Pure Appl. Chem., 2004, Vol. 76, No. 3, pp. 625-633
doi:10.1351/pac200476030625
New insights into the mechanism of molybdenum-catalyzed asymmetric alkylation*
S. W. Krska, D. L. Hughes, R. A. Reamer, D. J. Mathre, M. Palucki, N. Yasuda, Y. Sun, B. M. Trost
Department of Process Research, Merck and Co., Inc., Rahway, NJ 07065, USA; Department of Chemistry, Stanford University, Palo Alto, CA 94305-5080, USA
Abstract:
The major features of the catalytic cycle, including structures of key intermediates, have been determined for the molybdenum-catalyzed asymmetric alkylation.
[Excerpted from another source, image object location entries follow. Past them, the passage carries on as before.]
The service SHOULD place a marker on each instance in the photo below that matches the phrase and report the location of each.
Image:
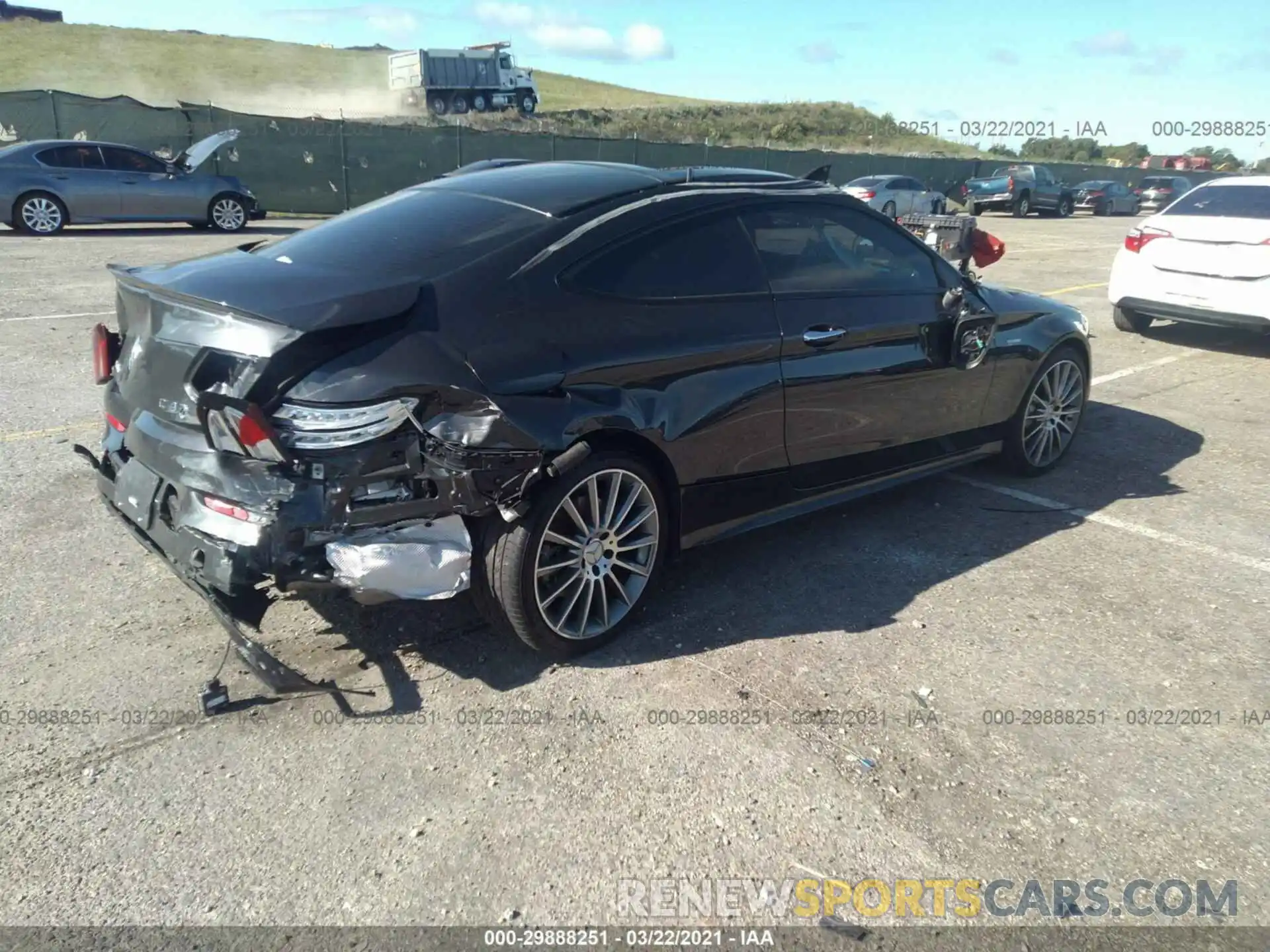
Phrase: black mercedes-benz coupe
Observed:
(544, 380)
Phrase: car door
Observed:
(79, 175)
(1047, 190)
(148, 190)
(867, 353)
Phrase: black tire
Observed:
(1130, 321)
(226, 214)
(1014, 456)
(505, 571)
(28, 204)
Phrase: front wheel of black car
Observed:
(568, 575)
(226, 214)
(1049, 415)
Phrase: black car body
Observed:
(479, 343)
(1159, 192)
(1107, 197)
(1019, 190)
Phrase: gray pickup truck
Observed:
(1020, 190)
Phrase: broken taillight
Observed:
(106, 352)
(240, 428)
(1138, 239)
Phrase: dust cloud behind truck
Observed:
(478, 78)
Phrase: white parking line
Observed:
(56, 317)
(1146, 532)
(1161, 362)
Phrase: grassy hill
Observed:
(292, 79)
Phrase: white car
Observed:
(896, 196)
(1205, 259)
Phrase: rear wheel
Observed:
(1049, 415)
(568, 575)
(1130, 321)
(226, 214)
(40, 214)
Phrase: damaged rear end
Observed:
(271, 420)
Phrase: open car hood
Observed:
(198, 153)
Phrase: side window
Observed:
(704, 258)
(73, 158)
(131, 160)
(816, 248)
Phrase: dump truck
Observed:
(478, 78)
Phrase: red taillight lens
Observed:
(244, 430)
(106, 352)
(1138, 239)
(220, 506)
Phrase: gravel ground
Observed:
(1133, 578)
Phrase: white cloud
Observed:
(570, 36)
(820, 52)
(1111, 44)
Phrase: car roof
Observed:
(559, 188)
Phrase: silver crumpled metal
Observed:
(423, 560)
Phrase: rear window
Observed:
(1224, 201)
(418, 233)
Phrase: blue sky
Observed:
(1127, 65)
The crystal structure of the π-allyl intermediate exhibits 3-point binding of an anionic ligand. Based on NMR analysis, this species adopts in solution a structure consistent with that observed in the solid state. For the allylic alkylation, the crystal structure predicts the opposite stereochemistry vs. that observed experimentally, which suggests that either the reaction proceeds via a minor isomer (Curtin-Hammett conditions) or with retention of configuration. In addition, CO transfer, promoted by Mo(CO)6, has been found to play a key role in catalyst turnover.